Lipson EJ, Sharfman WH, Drake CG, Wollner I, Taube JM, Anders RA, Xu H, Yao S, Pons A, Chen L, Pardoll DM, Brahmer JR, Topalian SL.
Source
Authors' Affiliations: Departments of Oncology, Urology, Dermatology, Pathology, and Surgery, Johns Hopkins University School of Medicine and Sidney Kimmel Comprehensive Cancer Center, Baltimore, Maryland; and Department of Internal Medicine, Wayne State University School of Medicine and Henry Ford Hospital, Detroit, Michigan.

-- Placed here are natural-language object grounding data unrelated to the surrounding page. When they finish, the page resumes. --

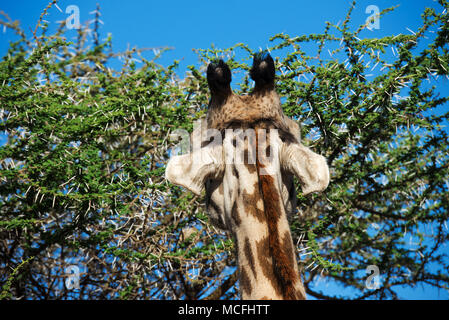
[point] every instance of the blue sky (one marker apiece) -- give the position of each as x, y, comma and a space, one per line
186, 25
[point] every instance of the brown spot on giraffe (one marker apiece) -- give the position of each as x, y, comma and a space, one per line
252, 200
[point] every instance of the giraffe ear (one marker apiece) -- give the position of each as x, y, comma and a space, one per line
309, 167
192, 170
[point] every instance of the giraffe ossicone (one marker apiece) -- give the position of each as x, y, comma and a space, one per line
245, 155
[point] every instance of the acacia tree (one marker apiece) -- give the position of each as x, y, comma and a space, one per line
82, 172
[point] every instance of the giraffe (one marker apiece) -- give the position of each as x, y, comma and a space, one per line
248, 155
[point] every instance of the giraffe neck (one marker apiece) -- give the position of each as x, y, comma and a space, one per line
266, 260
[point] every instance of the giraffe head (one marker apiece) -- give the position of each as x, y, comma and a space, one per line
245, 155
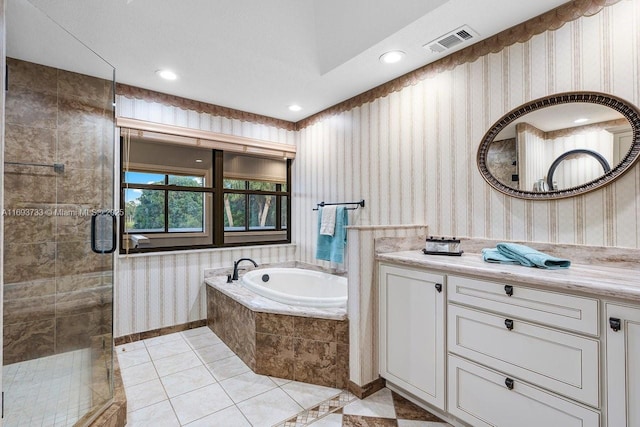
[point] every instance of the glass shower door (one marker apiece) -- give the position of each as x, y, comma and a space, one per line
58, 174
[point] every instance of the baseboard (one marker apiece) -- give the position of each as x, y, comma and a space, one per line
368, 389
138, 336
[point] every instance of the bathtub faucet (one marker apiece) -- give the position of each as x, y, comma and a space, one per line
235, 267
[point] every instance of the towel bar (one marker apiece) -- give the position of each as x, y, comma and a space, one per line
359, 204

PURPOSE: Results from the first-in-human phase I trial of the anti-programmed death-1 (PD-1) antibody BMS-936558 in patients with treatment-refractory solid tumors, including safety, tolerability, pharmacodynamics, and immunologic correlates, have been previously reported. Here, we provide long-term follow-up on three patients from that trial who sustained objective tumor regressions off therapy, and test the hypothesis that reinduction therapy for late tumor recurrence can be effective.EXPERIMENTAL DESIGN: Three patients with colorectal cancer, renal cell cancer, and melanoma achieved objective responses on an intermittent dosing regimen of BMS-936558. Following cessation of therapy, patients were followed for more than 3 years. A patient with melanoma who experienced a prolonged partial regression followed by tumor recurrence received reinduction therapy.RESULTS: A patient with colorectal cancer experienced a complete response, which is ongoing after 3 years. A patient with renal cell cancer experienced a partial response lasting 3 years off therapy, which converted to a complete response, which is ongoing at 12 months. A patient with melanoma achieved a partial response that was stable for 16 months off therapy; recurrent disease was successfully treated with reinduction

kate0228
Posts: 36

Good for you FeistyD! I admire people who have the courage to think outside the box and try something new where there are no guarantees! That takes a lot of courage, strength and faith!